Un ordre fut envoyé à la machine, et le steam-boat allait se remettre en marche.

« Un renseignement ? demanda Squambô à l’officier.

— Lequel ?

— La nuit est très noire… Je ne m’y reconnais guère… Pouvez-vous me dire où je suis ?

À la hauteur de la Crique-Noire.

— Merci. »

Les aubes battirent la surface du fleuve, après que l’embarcation se fut écartée de quelques brasses. Le steam-boat s’effaça peu à peu dans la nuit, laissant derrière lui une eau profondément troublée par le choc de ses roues puissantes.

Squambô, maintenant seul au milieu du fleuve, se rassit à l’arrière du canot et donna l’ordre de pagayer.
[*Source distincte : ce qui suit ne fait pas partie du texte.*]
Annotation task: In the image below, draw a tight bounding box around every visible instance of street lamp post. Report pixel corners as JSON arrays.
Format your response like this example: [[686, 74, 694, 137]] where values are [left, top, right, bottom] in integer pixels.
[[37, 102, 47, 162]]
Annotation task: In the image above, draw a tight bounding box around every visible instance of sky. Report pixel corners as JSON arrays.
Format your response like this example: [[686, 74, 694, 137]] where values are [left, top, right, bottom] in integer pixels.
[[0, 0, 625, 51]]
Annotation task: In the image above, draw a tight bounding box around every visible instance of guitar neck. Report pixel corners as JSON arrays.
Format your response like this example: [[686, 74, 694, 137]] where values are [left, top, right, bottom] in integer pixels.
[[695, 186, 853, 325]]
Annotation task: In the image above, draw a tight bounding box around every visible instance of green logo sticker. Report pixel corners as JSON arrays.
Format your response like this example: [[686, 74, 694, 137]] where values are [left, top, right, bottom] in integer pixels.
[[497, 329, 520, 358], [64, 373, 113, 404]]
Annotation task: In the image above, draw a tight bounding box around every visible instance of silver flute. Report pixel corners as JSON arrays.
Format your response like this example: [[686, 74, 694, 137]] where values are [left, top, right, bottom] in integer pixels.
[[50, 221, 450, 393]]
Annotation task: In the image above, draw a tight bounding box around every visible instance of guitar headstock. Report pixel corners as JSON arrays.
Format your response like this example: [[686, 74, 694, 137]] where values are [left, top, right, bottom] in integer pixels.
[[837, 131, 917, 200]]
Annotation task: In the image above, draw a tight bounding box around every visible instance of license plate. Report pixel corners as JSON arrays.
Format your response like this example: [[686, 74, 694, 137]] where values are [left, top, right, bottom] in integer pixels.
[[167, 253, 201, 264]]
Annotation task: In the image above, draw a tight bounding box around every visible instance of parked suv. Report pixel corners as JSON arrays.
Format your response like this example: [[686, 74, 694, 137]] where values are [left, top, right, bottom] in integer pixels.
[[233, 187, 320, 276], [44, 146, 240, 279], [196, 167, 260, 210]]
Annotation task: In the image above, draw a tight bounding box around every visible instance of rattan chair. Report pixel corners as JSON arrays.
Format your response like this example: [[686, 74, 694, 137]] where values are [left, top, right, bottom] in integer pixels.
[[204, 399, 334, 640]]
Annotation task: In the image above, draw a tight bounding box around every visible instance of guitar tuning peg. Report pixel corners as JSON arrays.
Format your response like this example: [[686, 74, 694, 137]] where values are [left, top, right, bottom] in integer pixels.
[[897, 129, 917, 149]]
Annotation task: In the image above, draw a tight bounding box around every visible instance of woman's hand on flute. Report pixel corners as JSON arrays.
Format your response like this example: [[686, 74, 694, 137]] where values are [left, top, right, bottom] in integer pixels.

Il connaissait sa position, et, revenant sur tribord, il se lança vers l’échancrure au fond de laquelle s’ouvrait la Crique-Noire.

Que ce fût en ce lieu d’un si difficile accès que l’Indien allait se réfugier, Zermah n’en pouvait plus douter, et peu importait qu’elle en fût instruite.

Comment eût-elle pu le faire savoir à son maître, et comment organiser des recherches au milieu de cet impénétrable labyrinthe ? Au delà de la crique, d’ailleurs, les forêts du comté de Duval n’offraient-elles pas toutes facilités de déjouer les poursuites, dans le cas où James Burbank et les siens fussent parvenus à se jeter à travers la lagune ? Il en était encore de cette partie occidentale de la Floride comme d’un pays perdu, sur lequel il eût été presque impossible de relever une piste. En outre, il n’était pas prudent de s’y aventurer.